PyData Global 2023

VocalPy: a core Python package for acoustic communication research
12-06, 17:00–17:30 (UTC), General Track

Almost all animals communicate with sound, but as far as we know only humans speak languages. How did speech evolve? How do animals like birds, bats, and dolphins learn their songs, and is it similar to how we learn to speak? Questions like these are answered by the study of acoustic communication. This talk will get you acquainted with this exciting research. Along the way you'll hear many different animal sounds, and find out how researchers in this area are using neural network models. You'll learn why there is a need for a core package for researchers in this area (think AstroPy for astronomy). We will present a package we've developed to meet that need, VocalPy, and give a demo of the features. Then we'll present some results we've obtained with VocalPy on evaluating methods for segmenting audio into sequences of animal sounds.
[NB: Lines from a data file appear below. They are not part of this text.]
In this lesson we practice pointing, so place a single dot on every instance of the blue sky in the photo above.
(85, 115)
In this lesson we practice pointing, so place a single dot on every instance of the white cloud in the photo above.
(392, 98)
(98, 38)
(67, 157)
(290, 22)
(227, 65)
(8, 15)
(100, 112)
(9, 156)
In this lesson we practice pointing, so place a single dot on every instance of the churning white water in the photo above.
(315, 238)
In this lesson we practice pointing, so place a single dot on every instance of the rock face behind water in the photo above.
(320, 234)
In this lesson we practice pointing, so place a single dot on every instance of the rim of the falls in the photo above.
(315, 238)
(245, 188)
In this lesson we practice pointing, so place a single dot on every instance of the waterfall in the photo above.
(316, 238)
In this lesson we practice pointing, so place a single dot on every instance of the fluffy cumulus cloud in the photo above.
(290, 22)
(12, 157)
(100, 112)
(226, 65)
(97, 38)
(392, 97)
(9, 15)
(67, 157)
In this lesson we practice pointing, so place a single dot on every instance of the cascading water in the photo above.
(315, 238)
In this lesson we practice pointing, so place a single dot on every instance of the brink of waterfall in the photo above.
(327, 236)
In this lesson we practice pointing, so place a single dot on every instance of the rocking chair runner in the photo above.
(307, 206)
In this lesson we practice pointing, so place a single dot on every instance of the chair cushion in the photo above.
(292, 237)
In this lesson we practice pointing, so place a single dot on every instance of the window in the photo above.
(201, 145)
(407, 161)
Finally we'll share our development roadmap, and tell you how you can get involved with the VocalPy community.


Outline

Introduction (10 minutes)

  • This section will introduce acoustic communication research, and motivate the need for a core Python package for researchers in this area.
  • We'll explain why we see a need for VocalPy, based on our previous experience developing TweetyNet, a neural network model for automatic annotation of animal vocalizations, and the vak and crowsetta libraries.
  • Takeaway: acoustic communication research needs a core package that is
  • expressive enough for researchers to write readable analyses with high-level code that they can share and other groups can easily reproduce
  • robust enough for research software engineers to use it in the back end of applications like a GUI

Features of VocalPy In Depth (~10 minutes)

  • This section will include a demo of the core features of VocalPy, including:
  • Data types: audio, spectrograms, annotations
  • Classes for common steps in workflows for acoustic communication: segmenting audio, generating spectrograms
  • Datasets with metadata captured automatically

Results (~7.5 minutes)

  • This section will present results benchmarking different methods for segmenting audio.
  • We'll compare standard signal processing methods with neural network models, focusing on metrics used in information retrieval such as precision and recall.

Conclusion (2.5 minutes)

  • We'll close with our development roadmap, and an invitation to participate in the VocalPy community.

Prior Knowledge Expected

No previous knowledge expected